Thursday, January 6, 2011

The Missing Vision for a New Economy

Thursday, January 6, 2011 by YES! Magazine
by David Korten
This is the first of a series  based on excerpts adapted from the 2nd edition of Agenda for a New Economy: From Phantom Wealth to Real Wealth.
New and fortunate are those whose lives have not been directly touched by the 2008 Wall Street meltdown and its consequences. People want to understand what went wrong and how we can set it right. Yet the public commentary continues to center primarily on finger-pointing. Who knew what when? Which regulators were asleep at the switch, and why?

Most calls for action seek only to limit the excesses and deceptions of greedy bankers and complicit regulators. We have yet to engage in a much-needed national conversation that addresses essential, yet unasked, questions. For example:
  • Do Wall Street institutions do anything so vital for the national interest as to justify opening the national purse strings and showering them with trillions of dollars in order to save them from the consequences of their own excess?
  • Is it possible that the whole Wall Street edifice is built on an illusion that has no substance yet carries deadly economic, social, and environmental consequences for the larger society?
  • Might there be other ways to provide necessary and beneficial financial services with greater effectiveness and at less cost?
Ultimately, it comes down to a question of the values we believe the economy should serve.

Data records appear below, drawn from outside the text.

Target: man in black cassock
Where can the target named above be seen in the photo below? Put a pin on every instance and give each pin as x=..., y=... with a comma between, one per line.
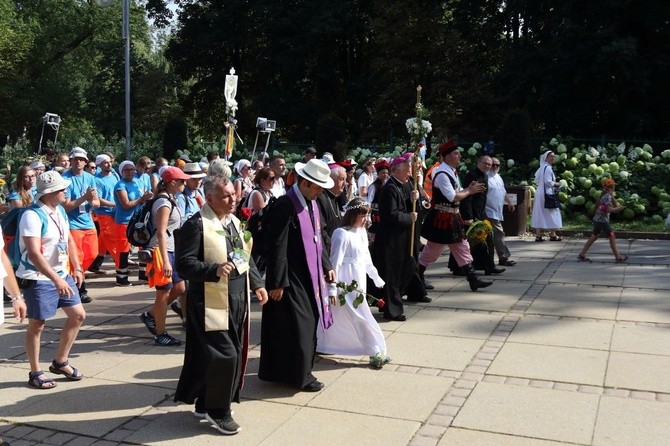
x=329, y=207
x=296, y=275
x=218, y=298
x=473, y=207
x=391, y=249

Should it give priority to money, or to life? To the fortunes of the few, or the well-being of all?

The existing Wall Street-led economy is highly effective and efficient at converting real living wealth to phantom financial wealth to make rich people richer. It is a path to collective suicide.

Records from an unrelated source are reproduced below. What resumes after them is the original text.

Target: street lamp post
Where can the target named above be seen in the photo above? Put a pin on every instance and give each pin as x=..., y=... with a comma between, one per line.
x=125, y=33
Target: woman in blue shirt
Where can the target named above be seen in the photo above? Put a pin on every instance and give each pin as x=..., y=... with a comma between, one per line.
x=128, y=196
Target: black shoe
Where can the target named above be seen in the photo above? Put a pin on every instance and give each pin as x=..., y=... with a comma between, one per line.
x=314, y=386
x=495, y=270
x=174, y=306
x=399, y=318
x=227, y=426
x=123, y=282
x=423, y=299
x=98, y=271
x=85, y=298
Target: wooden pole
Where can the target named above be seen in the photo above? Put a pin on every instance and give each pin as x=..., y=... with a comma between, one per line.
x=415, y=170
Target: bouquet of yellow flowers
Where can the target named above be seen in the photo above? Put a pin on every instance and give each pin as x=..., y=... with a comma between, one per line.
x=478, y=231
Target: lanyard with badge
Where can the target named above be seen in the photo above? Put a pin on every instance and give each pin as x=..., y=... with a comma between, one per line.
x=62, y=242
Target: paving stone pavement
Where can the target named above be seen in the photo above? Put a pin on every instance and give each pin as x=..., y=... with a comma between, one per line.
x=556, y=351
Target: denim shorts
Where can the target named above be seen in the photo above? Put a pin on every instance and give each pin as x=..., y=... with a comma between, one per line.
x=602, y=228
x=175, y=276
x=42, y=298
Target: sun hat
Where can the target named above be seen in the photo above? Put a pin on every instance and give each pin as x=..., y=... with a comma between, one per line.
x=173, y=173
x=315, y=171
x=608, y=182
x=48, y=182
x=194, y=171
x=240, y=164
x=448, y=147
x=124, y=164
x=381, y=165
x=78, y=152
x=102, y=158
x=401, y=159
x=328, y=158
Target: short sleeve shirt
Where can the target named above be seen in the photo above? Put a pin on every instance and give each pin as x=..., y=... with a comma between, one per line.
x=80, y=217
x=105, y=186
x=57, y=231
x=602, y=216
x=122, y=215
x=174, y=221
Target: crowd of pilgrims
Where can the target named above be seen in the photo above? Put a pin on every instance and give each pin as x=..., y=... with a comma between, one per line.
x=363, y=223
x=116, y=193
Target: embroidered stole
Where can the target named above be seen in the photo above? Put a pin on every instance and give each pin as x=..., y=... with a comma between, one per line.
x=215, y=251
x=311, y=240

Our future and that of our children depend on replacing the values and institutions of the Wall Street economy with the culture and institutions of a New Economy designed to provide an adequate and satisfying livelihood for all people in balanced relationship to Earth's biosphere. I believe that an honest public examination of these questions will lead to a unifying national political consensus that Wall Street institutions produce nothing of value to the society and fulfill no need not better served in other ways. They can and should be replaced with institutions that act like mature, caring adults and serve real needs in ways appropriate to the realities of the twenty-first century.

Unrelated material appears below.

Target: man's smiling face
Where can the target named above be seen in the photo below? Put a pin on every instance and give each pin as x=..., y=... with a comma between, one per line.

We cannot, however, simply let the Wall Street financial institutions collapse, as would have happened in 2008 without the federal bailout. Wall Street controls the creation and flow of the money that facilitates the economic transactions on which we depend for meeting most all our material needs. If its institutions suddenly shut down with no alternative in place, we would be left only the money in our pockets and instantly reduced to barter for most essentials of daily life, including food and water.

The process of shutting down Wall Street properly proceeds in parallel with action to put in place the institutions of a New Economy, including a new system for creating and allocating national currencies in ways more responsive to society's needs.

Leadership for institutional transformation rarely comes from within the institutions of Empire, which bring special privilege to the few and hardship to the many. It invariably comes from authentic grassroots movements that self-organize from outside the establishment to challenge the status quo and create alternative institutions that ultimately displace those that no longer serve.

Efforts to form a social movement to confront the Wall Street-Washington axis are handicapped, however, by the absence of a broadly shared vision of an economic system structured to achieve and maintain financial stability, ecological balance, prosperity for all, and full democratic participation.

As I will elaborate in a future post, the true alternative to the Wall Street capitalism that is imposing an intolerable burden on society is not totalitarian Soviet-style socialism. It is a system of locally rooted, self-reliant market economies that honor true market principles, operate by clear rules maintained and enforced by truly democratic governments, and mimic the structure and dynamics of Earth's biosphere.